Tourette sendromu tıp topluluğu tarafından tam olarak anlaşılmamıştır, ancak etkilenen bir ebeveynden geçen genetik bir durum olduğuna inanılmaktadır. Medyada Tourette'in "küfür hastalığı" olduğu şeklindeki temsiller nedeniyle, halk tarafından genellikle yanlış anlaşılıyor. İçinde Gerçek şu ki, müstehcen dilin tekrarlayan kullanımı olan koprolali, teşhis edilen tüm hastaların sadece yaklaşık yüzde 10'unu etkiler. düzensizlik. Neyse ki oğlumun seslendirmelerinde asla küfür yoktu.

Daha: Hasta çocuğunuz için ikinci bir görüş ne zaman alınır?

Oğlumun teşhisinin üzerinden beş yıl geçti ve rahatsızlığını yönetmeyi ve başkalarını eğitmeyi öğrendi. Birkaç ay önce iş yerinde bir müşteri oğluma "Senin sorunun ne?" diye sordu. Sakince yanıtladı, "Tourette adlı nörolojik bir rahatsızlığım var. Bugün sana nasıl yardımcı olabilirim?"

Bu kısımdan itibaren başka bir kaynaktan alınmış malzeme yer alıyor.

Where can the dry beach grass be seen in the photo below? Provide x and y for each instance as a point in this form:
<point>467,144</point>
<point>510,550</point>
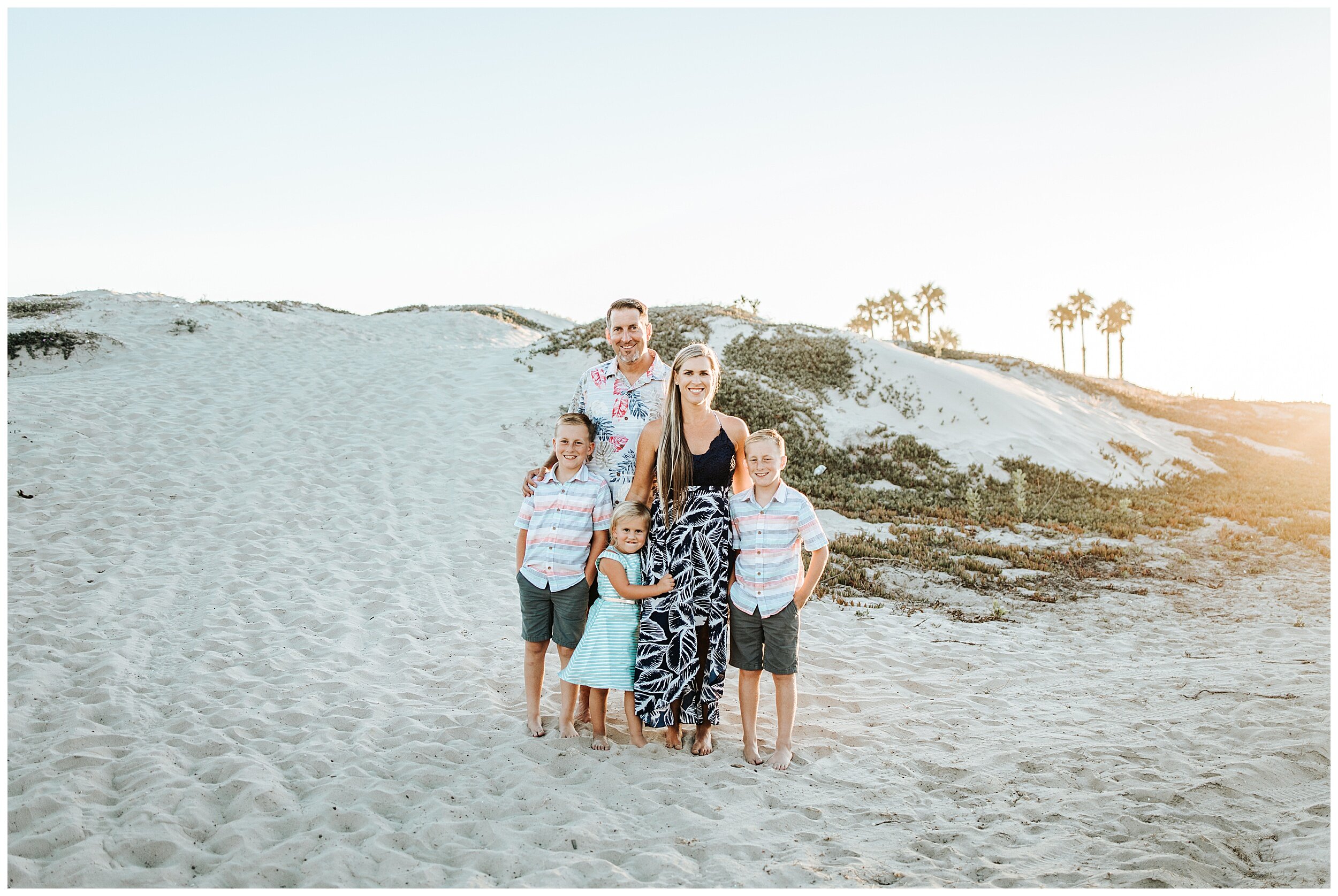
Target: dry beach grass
<point>263,630</point>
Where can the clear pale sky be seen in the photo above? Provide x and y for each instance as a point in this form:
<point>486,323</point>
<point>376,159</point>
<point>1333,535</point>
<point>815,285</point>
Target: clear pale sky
<point>366,159</point>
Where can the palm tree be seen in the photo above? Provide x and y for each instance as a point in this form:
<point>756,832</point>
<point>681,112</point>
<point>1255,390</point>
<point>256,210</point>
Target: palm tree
<point>1061,317</point>
<point>945,339</point>
<point>1107,323</point>
<point>871,311</point>
<point>860,324</point>
<point>930,298</point>
<point>1123,317</point>
<point>1083,307</point>
<point>898,312</point>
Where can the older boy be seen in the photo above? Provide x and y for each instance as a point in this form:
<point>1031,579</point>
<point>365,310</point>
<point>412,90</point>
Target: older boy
<point>769,589</point>
<point>564,527</point>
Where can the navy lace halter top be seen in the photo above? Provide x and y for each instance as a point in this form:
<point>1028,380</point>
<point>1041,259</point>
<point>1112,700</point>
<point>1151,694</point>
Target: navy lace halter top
<point>716,467</point>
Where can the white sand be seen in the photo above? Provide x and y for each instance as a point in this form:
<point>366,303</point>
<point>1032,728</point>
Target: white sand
<point>263,632</point>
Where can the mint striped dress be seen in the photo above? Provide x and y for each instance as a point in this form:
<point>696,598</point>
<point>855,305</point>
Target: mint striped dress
<point>608,650</point>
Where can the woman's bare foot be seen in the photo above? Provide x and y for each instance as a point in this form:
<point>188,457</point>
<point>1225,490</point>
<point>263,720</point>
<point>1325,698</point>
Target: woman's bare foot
<point>702,744</point>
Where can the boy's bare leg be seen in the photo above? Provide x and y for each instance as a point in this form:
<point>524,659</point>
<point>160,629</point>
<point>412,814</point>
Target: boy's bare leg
<point>569,697</point>
<point>786,700</point>
<point>635,729</point>
<point>534,652</point>
<point>582,713</point>
<point>702,744</point>
<point>748,688</point>
<point>598,707</point>
<point>673,734</point>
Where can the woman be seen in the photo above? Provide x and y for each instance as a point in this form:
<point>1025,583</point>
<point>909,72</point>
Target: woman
<point>695,459</point>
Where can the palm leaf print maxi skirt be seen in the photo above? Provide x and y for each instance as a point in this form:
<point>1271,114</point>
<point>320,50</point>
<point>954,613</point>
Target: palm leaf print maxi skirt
<point>696,554</point>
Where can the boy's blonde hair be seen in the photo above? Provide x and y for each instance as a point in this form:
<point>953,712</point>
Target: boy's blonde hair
<point>630,509</point>
<point>766,434</point>
<point>576,420</point>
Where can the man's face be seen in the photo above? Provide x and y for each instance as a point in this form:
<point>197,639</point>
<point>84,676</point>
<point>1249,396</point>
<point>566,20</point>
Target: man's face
<point>573,447</point>
<point>764,462</point>
<point>629,333</point>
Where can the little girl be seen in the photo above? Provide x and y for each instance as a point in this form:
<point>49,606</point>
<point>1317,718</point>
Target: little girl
<point>608,649</point>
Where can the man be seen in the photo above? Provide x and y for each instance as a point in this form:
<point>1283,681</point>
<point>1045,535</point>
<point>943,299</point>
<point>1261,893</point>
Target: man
<point>621,396</point>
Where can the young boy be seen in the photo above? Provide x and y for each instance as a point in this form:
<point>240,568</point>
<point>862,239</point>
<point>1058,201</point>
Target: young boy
<point>770,587</point>
<point>564,527</point>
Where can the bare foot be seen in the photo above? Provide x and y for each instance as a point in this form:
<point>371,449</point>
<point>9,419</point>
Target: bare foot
<point>751,753</point>
<point>702,744</point>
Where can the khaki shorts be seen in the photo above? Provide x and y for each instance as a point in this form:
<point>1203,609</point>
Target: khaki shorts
<point>553,616</point>
<point>771,644</point>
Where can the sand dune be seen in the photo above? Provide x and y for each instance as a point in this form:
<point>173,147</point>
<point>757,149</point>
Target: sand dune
<point>263,632</point>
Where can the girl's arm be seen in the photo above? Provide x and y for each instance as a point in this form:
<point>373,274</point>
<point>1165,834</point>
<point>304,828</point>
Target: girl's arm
<point>598,542</point>
<point>738,432</point>
<point>619,579</point>
<point>817,563</point>
<point>648,446</point>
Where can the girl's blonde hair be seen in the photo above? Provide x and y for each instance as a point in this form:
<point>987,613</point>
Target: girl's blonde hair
<point>673,461</point>
<point>629,509</point>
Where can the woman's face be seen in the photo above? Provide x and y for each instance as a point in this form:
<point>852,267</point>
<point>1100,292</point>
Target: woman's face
<point>696,380</point>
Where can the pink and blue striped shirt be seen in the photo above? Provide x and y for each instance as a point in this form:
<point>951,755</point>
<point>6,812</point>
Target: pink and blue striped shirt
<point>770,569</point>
<point>561,520</point>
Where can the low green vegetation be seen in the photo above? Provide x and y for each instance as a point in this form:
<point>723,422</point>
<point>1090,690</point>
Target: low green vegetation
<point>794,357</point>
<point>287,305</point>
<point>51,341</point>
<point>42,307</point>
<point>496,312</point>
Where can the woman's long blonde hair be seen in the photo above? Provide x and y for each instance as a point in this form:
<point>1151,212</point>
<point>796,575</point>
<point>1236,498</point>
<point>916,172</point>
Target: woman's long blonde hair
<point>673,459</point>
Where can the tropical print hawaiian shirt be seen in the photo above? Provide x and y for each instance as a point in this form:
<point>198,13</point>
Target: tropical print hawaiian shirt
<point>620,411</point>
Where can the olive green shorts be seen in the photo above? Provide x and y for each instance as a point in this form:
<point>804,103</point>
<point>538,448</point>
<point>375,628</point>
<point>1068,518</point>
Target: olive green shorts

Çocuğumun bazen ağrılı tiklerle uğraşmasını izlemek zor olsa da (tekrarlayan bir kas kullanmak gerginliğe ve ağrıyan iltihap), başkalarına onun hakkında bilgi verirken zarafetini ve olgunluğunu görmek de şaşırtıcıydı. düzensizlik.

Bir dahaki sefere garip suratlar veya sesler çıkaran birini gördüğünüzde, onun yerinde olduğunuzu hayal etmeye çalışın. Bir dahaki sefere birinin Tourette'in "küfür eden bir hastalık" olduğu hakkında şakasını duyduğunuzda, onları Tourette sendromunun gerçekte ne olduğu konusunda eğitmeye çalışın ve bunu yaparak, dünyayı, bu rahatsız edici, oldukça görünür bozuklukla yaşamak zorunda olan oğlum gibi çocuklar için daha kabul edilebilir bir yer haline getirmek. üstesinden gelmek.